Feds seek to eliminate traffic deaths in 30 years
Washington — The U.S. Department of Transportation and the National Safety Council announced plans on Wednesday to eliminate traffic fatalities within the next 30 years.
The ambitious goal was announced at the start of a daylong conference in northern Virginia that featured representatives of the National Highway Traffic Safety Administration, Federal Highway Administration, Federal Motor Carrier Safety Administration and the safety council as the groups were launching their “Road to Zero” campaign.
NHTSA Administrator Mark Rosekind said the new campaign is necessary because 35,092 people died in traffic crashes in 2015, which he said is a 7.2 percent increase in the number of roads deaths from 2014. The increase was the largest jump in traffic fatalities that was recorded since 8.1 percent hike in 1996, according to NHTSA.
“After a decade of progress reducing fatalities, we’re suddenly losing ground,” Rosekind said. “We can’t just keep more of the same and expect a different result.”

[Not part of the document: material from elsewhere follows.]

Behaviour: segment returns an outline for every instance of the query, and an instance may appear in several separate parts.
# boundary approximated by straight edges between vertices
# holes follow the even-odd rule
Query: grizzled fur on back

The groups said the “Road to Zero” campaign will focus on promoting “proven lifesaving strategies” such as increasing seat belt use, installing rumble strips, truck safety, change driver behavior and data-driven enforcement.
The coalition said it also will “lead the development of a new scenario-based vision on how to achieve zero traffic deaths based on evidence-based strategies and a systematic approach to eliminating risks.”

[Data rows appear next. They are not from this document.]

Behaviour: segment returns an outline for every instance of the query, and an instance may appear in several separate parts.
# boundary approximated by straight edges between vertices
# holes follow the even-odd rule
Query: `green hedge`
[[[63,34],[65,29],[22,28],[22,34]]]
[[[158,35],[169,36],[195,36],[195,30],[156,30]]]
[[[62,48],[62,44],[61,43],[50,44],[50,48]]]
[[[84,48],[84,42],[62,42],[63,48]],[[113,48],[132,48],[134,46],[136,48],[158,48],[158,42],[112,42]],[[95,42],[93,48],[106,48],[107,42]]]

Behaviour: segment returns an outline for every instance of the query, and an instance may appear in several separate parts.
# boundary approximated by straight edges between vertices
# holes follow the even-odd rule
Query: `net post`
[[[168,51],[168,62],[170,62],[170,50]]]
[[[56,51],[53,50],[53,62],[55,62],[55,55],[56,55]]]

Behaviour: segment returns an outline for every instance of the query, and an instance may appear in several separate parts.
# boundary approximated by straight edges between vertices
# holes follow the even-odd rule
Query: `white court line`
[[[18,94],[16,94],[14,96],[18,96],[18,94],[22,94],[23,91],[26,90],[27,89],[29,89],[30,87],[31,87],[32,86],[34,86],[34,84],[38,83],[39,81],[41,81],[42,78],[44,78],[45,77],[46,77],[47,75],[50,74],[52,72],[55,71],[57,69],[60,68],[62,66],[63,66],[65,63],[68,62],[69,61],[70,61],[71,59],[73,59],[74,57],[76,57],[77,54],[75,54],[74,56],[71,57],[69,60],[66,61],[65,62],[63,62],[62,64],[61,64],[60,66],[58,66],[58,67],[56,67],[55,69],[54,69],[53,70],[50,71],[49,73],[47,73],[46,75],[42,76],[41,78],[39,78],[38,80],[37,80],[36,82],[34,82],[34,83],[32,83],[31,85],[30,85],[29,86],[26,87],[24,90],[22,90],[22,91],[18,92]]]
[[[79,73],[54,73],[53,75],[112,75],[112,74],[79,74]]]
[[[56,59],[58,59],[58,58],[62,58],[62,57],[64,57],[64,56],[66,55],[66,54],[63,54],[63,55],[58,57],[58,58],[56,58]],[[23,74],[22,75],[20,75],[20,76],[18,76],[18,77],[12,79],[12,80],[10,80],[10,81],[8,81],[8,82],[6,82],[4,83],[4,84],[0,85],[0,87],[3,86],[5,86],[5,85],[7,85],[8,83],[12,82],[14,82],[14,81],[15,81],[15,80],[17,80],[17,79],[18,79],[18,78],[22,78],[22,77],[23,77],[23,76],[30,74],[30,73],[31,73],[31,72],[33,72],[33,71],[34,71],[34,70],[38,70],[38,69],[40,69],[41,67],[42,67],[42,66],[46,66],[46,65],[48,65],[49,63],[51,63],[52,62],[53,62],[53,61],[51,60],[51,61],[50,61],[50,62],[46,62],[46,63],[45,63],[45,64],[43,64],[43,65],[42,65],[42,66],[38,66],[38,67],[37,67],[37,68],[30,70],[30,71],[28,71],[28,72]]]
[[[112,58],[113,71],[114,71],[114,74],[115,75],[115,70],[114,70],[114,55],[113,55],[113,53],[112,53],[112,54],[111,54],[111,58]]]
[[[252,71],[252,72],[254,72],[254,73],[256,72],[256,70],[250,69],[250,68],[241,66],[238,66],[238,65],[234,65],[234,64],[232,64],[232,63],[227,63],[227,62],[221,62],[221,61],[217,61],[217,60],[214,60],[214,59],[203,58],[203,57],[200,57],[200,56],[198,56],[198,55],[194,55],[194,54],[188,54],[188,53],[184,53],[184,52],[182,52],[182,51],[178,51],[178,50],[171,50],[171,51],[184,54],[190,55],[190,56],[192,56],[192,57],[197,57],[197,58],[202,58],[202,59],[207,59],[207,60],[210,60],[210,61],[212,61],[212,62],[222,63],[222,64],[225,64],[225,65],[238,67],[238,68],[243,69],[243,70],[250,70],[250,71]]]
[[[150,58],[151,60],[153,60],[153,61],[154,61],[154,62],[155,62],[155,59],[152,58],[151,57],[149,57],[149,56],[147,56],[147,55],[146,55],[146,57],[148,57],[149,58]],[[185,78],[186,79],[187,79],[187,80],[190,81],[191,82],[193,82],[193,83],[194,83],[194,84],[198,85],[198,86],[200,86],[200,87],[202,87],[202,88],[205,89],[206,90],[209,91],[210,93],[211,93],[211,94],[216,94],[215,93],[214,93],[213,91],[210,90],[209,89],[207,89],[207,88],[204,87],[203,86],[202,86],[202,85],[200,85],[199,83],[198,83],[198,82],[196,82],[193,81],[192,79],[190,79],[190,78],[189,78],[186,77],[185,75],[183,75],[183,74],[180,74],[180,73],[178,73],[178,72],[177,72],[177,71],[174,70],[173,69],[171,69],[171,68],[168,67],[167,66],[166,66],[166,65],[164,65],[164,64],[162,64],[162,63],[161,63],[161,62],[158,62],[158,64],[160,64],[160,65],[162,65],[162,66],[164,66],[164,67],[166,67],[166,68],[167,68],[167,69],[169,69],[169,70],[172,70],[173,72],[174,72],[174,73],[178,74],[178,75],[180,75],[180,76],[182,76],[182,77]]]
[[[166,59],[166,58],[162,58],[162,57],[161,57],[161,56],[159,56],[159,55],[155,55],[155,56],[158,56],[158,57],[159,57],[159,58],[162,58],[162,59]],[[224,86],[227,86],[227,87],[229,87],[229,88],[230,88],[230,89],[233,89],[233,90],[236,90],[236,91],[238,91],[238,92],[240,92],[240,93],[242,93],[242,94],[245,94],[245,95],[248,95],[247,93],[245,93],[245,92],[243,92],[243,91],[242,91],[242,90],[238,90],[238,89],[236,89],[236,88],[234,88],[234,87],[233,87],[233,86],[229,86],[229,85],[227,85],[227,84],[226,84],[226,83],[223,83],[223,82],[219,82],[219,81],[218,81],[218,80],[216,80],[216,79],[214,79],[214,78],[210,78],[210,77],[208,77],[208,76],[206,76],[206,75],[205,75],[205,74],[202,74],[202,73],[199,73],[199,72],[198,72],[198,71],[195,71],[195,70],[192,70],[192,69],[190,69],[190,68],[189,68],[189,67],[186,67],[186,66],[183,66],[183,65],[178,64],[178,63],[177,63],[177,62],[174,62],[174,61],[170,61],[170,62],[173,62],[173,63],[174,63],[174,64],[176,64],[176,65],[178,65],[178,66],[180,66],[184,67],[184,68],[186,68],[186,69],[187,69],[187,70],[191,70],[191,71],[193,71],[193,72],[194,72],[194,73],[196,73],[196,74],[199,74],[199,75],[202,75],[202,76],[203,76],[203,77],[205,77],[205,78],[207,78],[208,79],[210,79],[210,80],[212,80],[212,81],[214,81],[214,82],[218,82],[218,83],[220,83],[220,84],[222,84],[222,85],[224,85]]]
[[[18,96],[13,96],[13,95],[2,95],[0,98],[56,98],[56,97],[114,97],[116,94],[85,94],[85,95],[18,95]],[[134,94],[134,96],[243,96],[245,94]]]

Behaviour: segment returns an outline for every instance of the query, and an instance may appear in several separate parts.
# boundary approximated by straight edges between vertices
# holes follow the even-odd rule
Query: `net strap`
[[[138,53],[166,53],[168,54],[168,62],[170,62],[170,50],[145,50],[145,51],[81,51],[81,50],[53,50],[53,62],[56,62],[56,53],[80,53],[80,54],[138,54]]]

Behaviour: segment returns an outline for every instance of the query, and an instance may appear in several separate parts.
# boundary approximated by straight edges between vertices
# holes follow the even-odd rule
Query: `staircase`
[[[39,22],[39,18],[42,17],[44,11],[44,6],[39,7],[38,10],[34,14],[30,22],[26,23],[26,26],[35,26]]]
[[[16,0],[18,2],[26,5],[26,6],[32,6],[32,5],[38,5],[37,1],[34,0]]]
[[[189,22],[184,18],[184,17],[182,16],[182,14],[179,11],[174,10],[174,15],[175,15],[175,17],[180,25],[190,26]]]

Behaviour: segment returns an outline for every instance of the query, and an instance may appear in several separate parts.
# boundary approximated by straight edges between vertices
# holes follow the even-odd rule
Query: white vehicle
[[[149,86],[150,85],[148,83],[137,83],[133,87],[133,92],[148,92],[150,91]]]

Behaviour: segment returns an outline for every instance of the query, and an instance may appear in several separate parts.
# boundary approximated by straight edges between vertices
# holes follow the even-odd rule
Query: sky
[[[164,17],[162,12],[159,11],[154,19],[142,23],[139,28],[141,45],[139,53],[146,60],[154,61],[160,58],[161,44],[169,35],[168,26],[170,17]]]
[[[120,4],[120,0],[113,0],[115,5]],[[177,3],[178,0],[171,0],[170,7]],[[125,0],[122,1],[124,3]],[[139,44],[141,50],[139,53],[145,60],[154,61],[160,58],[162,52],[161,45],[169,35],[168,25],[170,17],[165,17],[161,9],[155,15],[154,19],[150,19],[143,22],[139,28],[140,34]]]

Rosekind said changing driver behavior is particularly important to reducing the number of deaths that occur on U.S. roadways.
“NHTSA research clearly shows 94 percent of crashes can be tied back to a human choice or error,” he said, citing factors like drunken or distracted driving.

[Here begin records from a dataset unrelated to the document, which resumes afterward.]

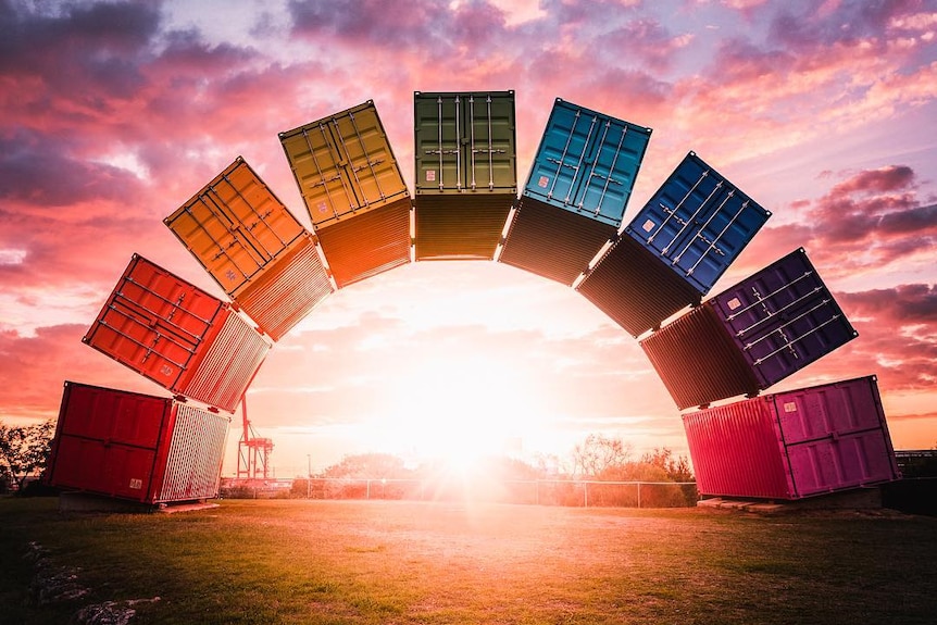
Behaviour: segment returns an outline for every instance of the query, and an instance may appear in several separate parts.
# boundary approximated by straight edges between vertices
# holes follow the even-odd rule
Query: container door
[[[762,389],[858,336],[803,249],[710,301]]]
[[[222,309],[217,298],[134,254],[82,340],[176,390]]]
[[[414,93],[417,193],[516,192],[514,92]]]
[[[524,195],[617,228],[650,134],[557,100]]]
[[[240,157],[164,223],[229,296],[305,234]]]
[[[769,211],[690,152],[626,233],[704,295],[769,216]]]
[[[371,101],[279,137],[316,228],[409,195]]]

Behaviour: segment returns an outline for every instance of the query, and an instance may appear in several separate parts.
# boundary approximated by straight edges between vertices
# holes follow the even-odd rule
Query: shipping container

The NHTSA chief said the transportation department is committing $1 million to the cause of eliminating traffic deaths on U.S. roadways. He said technology like self-driving cars can be used to reduce the number of crashes that are caused by driver error.
“The Road to Zero coalition is being formed to take immediate action today and build out a plan for the long term,” he said. “Together, we create a zero traffic scenario that is feasible and achievable in the next 30 years.”
Rosekind added that NHTSA’s goal of increasing the compliance of auto recalls to 100 percent is also part of the campaign to reduce the number of traffic deaths that occur in the U.S.
“Our goal is prevent dangerous safety defects and other kinds of actions rather than waiting until they show up on our roadways,” he said.
NSC President and former National Transportation Safety Board Chairwoman Debbie Hersman dismissed criticism that the zero traffic fatalities goal is unrealistic.
“I would posit that it isn’t impossible, it just hasn’t been done yet,” she said. “When President (John) Kennedy said we were going to go to the moon in a decade, a lot of people thought that was impossible. But we did it.”
Hersman said the safety council is also planning to contribute $1 million to the zero fatality campaign over the next three years.
“We are in the midst of a public health crisis, and it isn’t Zika,” she said. “We have got to get engaged and energized about this.”